Zimbabwe's president said he sees no obstacles to carrying out a power-sharing agreement with rivals and hopes it will lead the West to ease sanctions, which he blamed for devastating the country's economy.
In an interview with The Associated Press on Thursday, the 84-year-old Robert Mugabe was sharp, quick and animated - and made clear he is determined to remain president despite what he said were efforts by Britain and the United States to oust him.
"They are waiting for a day when this man, this evil man, called Robert Mugabe is no longer in control," he said. "And I don't know when that day is coming."
So he has no thoughts of resigning?
"No - or a thought of dying," Mugabe chuckled.
Mugabe, who is to address the UN General Assembly on today, dismissed Western reports that the Sept 15 power-sharing deal could fall apart "because I don't know of any hitch".
Under the agreement, Mugabe remains president but is supposed to cede some of the powers he has wielded for nearly three decades in the southern African country.

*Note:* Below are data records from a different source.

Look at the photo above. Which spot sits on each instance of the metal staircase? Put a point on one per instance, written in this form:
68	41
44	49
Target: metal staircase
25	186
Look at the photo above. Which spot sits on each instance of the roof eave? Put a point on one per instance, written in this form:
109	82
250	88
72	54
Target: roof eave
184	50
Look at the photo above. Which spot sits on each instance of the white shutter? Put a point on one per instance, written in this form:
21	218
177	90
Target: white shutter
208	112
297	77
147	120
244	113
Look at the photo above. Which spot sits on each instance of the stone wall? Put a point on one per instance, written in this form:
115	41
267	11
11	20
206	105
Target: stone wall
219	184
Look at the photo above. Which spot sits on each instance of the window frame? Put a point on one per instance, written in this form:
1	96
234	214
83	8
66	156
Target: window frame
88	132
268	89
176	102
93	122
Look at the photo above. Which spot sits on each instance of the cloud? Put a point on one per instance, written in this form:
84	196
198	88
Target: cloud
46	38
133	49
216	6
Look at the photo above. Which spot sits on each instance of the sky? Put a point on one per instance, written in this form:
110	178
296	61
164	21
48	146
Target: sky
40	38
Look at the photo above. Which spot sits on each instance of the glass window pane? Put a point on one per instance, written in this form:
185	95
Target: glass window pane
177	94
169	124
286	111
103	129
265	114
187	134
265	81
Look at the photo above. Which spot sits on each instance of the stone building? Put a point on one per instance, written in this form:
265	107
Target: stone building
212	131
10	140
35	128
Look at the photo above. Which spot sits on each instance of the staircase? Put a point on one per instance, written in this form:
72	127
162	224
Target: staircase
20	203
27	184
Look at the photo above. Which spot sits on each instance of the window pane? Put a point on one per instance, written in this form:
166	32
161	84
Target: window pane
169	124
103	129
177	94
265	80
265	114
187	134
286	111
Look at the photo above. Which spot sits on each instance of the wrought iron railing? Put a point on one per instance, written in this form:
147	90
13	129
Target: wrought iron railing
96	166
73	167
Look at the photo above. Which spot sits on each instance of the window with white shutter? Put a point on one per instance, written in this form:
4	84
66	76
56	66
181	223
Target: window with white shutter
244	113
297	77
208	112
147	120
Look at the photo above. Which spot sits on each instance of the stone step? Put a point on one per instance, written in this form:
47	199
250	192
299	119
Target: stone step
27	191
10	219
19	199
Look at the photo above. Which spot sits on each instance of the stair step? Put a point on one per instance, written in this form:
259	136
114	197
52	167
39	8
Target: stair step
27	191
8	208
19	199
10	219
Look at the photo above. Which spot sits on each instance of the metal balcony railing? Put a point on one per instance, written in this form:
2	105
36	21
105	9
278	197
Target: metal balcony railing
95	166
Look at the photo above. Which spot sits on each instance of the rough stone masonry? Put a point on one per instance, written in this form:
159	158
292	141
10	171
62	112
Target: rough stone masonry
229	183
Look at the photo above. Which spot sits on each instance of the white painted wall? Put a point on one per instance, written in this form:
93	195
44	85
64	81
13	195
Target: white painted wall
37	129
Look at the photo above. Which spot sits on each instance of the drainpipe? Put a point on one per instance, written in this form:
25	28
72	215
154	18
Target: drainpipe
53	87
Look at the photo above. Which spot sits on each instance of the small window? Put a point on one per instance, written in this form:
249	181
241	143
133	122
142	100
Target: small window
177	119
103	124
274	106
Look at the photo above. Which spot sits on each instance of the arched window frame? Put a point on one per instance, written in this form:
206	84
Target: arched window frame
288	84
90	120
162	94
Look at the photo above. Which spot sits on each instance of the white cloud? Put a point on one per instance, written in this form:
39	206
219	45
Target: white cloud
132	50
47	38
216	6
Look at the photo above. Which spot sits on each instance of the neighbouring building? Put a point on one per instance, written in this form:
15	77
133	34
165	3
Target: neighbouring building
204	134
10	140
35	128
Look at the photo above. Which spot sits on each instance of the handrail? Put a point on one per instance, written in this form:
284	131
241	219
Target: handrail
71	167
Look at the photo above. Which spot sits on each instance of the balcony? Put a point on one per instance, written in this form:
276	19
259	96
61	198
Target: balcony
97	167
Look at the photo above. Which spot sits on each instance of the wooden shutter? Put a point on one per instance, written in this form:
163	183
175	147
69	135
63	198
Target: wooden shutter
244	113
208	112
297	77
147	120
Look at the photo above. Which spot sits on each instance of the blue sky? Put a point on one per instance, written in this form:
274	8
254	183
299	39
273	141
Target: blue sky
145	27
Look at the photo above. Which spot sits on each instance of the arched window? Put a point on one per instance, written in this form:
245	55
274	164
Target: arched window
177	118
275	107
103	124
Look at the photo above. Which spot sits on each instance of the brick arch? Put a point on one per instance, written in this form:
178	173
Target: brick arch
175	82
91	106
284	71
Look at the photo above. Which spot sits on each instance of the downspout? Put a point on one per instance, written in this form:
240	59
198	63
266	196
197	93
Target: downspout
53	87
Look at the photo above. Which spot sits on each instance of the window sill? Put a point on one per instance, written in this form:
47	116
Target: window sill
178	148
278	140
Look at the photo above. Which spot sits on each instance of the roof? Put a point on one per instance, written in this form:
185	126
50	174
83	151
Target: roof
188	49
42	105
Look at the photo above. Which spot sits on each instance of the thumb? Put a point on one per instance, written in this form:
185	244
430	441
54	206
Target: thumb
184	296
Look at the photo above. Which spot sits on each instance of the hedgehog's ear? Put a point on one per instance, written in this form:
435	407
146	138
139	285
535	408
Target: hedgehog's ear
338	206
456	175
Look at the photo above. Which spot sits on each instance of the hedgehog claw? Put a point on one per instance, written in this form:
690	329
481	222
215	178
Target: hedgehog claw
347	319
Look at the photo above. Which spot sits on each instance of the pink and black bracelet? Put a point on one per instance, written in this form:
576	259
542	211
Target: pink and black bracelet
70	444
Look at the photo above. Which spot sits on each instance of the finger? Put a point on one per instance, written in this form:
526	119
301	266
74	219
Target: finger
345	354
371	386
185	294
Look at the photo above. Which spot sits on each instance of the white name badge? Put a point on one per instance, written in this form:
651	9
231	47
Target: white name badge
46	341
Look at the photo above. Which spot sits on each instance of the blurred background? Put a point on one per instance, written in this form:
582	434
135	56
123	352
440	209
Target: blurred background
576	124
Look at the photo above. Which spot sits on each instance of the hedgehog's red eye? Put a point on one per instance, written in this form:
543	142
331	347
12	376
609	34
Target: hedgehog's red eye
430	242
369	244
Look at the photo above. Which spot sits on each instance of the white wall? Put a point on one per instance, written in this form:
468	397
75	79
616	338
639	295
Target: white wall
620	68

Long-simmering and bitter differences as well as the nation's economic collapse, though, have put the deal under intense pressure.
Mugabe said on Thursday the only outstanding issue is deciding on four of the 31 Cabinet posts, and the negotiations are continuing in Harare while he is in New York. He declined to say which posts are still being discussed.
The agreement provides for 15 nominated by Mugabe's party, 13 by opposition leader Morgan Tsvangirai and three by the leader of a smaller opposition faction, Arthur Mutambara.
"Every one of us is actually positive about the agreement, or the need to cement the agreement and make it work," Mugabe said.